Fowle attributes much of the interest to a greater awareness about greenhouse gases and global warming, and how buildings contribute to greenhouse gasses.
“The marketplace is becoming a driving force, particularly in the office market,” he says, citing a U.S. Green Building Council report, indicating people will pay higher rents in a LEED-rated building and it will have less turnover and lower vacancy rates. “It improves the chance of success of a project.”
Andy Topinka, president of Technical Group Services of Fairfield, N.J., and immediate past chairman of U.S. Green Building Council New Jersey Chapter, says project owners continue to want environmentally friendly and healthier buildings.
“Demand is going up even though the economy is slow,” Topinka says. “There is still an interest.”
That interest has spurred people to learn more about sustainable design.
“The profession is gearing up for what they see as an increased emphasis on energy efficiency and carbon emission reduction,” says Hillary Brown, a principal with NewCivicWorks, a New York sustainability advocacy organization. “The nearest quick fix in credibility is LEED AP. Institutional clients will look for it when they hire architects for their facilities. It’s an attribute they seek.”
Time to Train When people are busy, training sometimes falls to the back burner, but now with fewer new projects, employees have the time to attend workshops and hit the books to beef up their job skills.
“Everybody is nervous about losing their job, so that is a factor,” Fowle says.
Rick Bell, executive director of AIA New York, agrees.
“There are a lot of unemployed architects, and there are a lot of people who are under employed and aren’t as busy as they used to be,” Bell says. “People say how do I make myself more competitive when things pick up or to keep my job or get a commission.”

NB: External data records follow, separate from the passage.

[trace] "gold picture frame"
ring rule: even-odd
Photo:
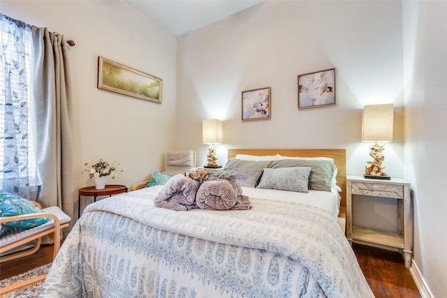
[[[242,121],[270,119],[271,93],[270,87],[242,91]]]
[[[298,75],[298,110],[336,104],[335,68]]]
[[[161,103],[163,80],[101,56],[98,58],[98,88]]]

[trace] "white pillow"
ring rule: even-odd
[[[237,154],[235,158],[240,159],[242,161],[276,161],[277,156],[269,156],[265,155],[263,156],[258,156],[257,155],[247,155],[247,154]]]
[[[334,158],[331,158],[330,157],[300,157],[300,156],[284,156],[284,155],[277,154],[277,160],[279,161],[281,159],[302,159],[304,161],[333,161]]]

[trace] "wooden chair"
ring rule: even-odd
[[[42,209],[38,203],[33,201],[30,202],[34,203],[39,209]],[[15,228],[0,236],[0,264],[19,258],[30,255],[36,253],[41,247],[42,237],[45,235],[50,236],[54,242],[52,258],[52,260],[54,260],[61,245],[61,230],[68,227],[69,222],[71,221],[70,216],[64,213],[60,208],[57,207],[50,207],[42,209],[41,213],[0,217],[0,223],[40,217],[50,217],[52,219],[43,225],[31,229],[24,230]],[[5,253],[7,253],[8,251],[17,248],[34,240],[36,240],[36,242],[31,248],[5,255]],[[0,289],[0,296],[14,292],[32,283],[37,283],[38,281],[43,281],[46,276],[47,274],[42,274],[2,288]]]
[[[166,153],[166,161],[163,173],[173,176],[184,172],[194,167],[196,167],[195,151],[169,151]],[[149,175],[149,179],[132,185],[129,191],[143,188],[150,181],[150,178]]]

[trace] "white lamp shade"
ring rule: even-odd
[[[219,119],[207,119],[202,121],[203,144],[222,143],[222,121]]]
[[[394,105],[365,105],[363,108],[362,141],[393,141]]]

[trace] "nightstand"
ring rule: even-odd
[[[397,200],[397,232],[382,231],[352,224],[352,195],[369,195]],[[411,266],[411,200],[410,184],[402,179],[390,180],[365,179],[360,176],[346,178],[346,237],[349,243],[361,241],[394,247],[404,255],[405,267]]]
[[[124,185],[108,184],[103,189],[96,189],[95,186],[87,186],[79,188],[78,195],[78,218],[81,217],[81,196],[93,197],[93,202],[96,202],[96,198],[101,195],[117,195],[127,193],[127,187]]]

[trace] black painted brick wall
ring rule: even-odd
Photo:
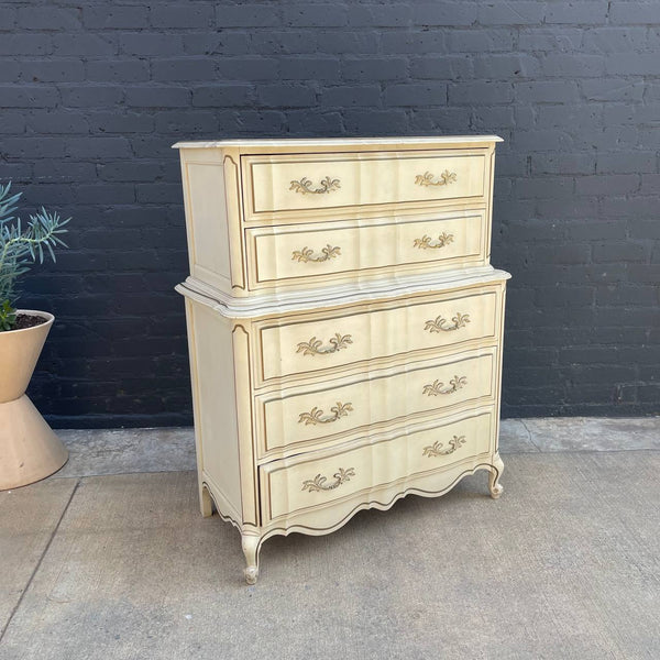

Accreditation also bestows a sense of accomplishment.
“They are getting more and more people who want to have it as a personal credential, because they think that enhances them as an individual,” says Charles Griffith, associate partner of Polshek Partnership Architects and co-chair of the AIA New York Chapter’s Committee on the Environment. About 30% of Polshek Partnership’s architects are LEED accredited.
Change in requirements The U.S. Green Building Council has transitioned the administration of professional accreditation to the Green Building Certification Institute. The GBCI established three levels of excellence, new eligibility requirements, and credentialing maintenance standards.
June 30, 2009, marked the last day that people could take the LEED for New Construction v2.2 and LEED for Commercial Interiors v2.0 LEED Accredited Professional credentialing exams. In their place, GBCI instituted LEED Building Design and Construction and LEED for Interior Design and Construction designations. LEEP AP exams are divided into two parts, a Green Associate exam to test general knowledge about green building practices, and a second section based on one of the rating systems, such as operations and maintenance or neighborhood development.
“There was an insurgency for becoming a LEED AP prior to July,” says F. Todd Renz, president of O,R&L Construction in Branford, Conn., and president of the Connecticut Green Building Council.
Topinka acknowledges that many people sought accreditation before the change, but notes demand for accreditation persists.
“Classes are still full,” Topinka says. “It has not dropped off.”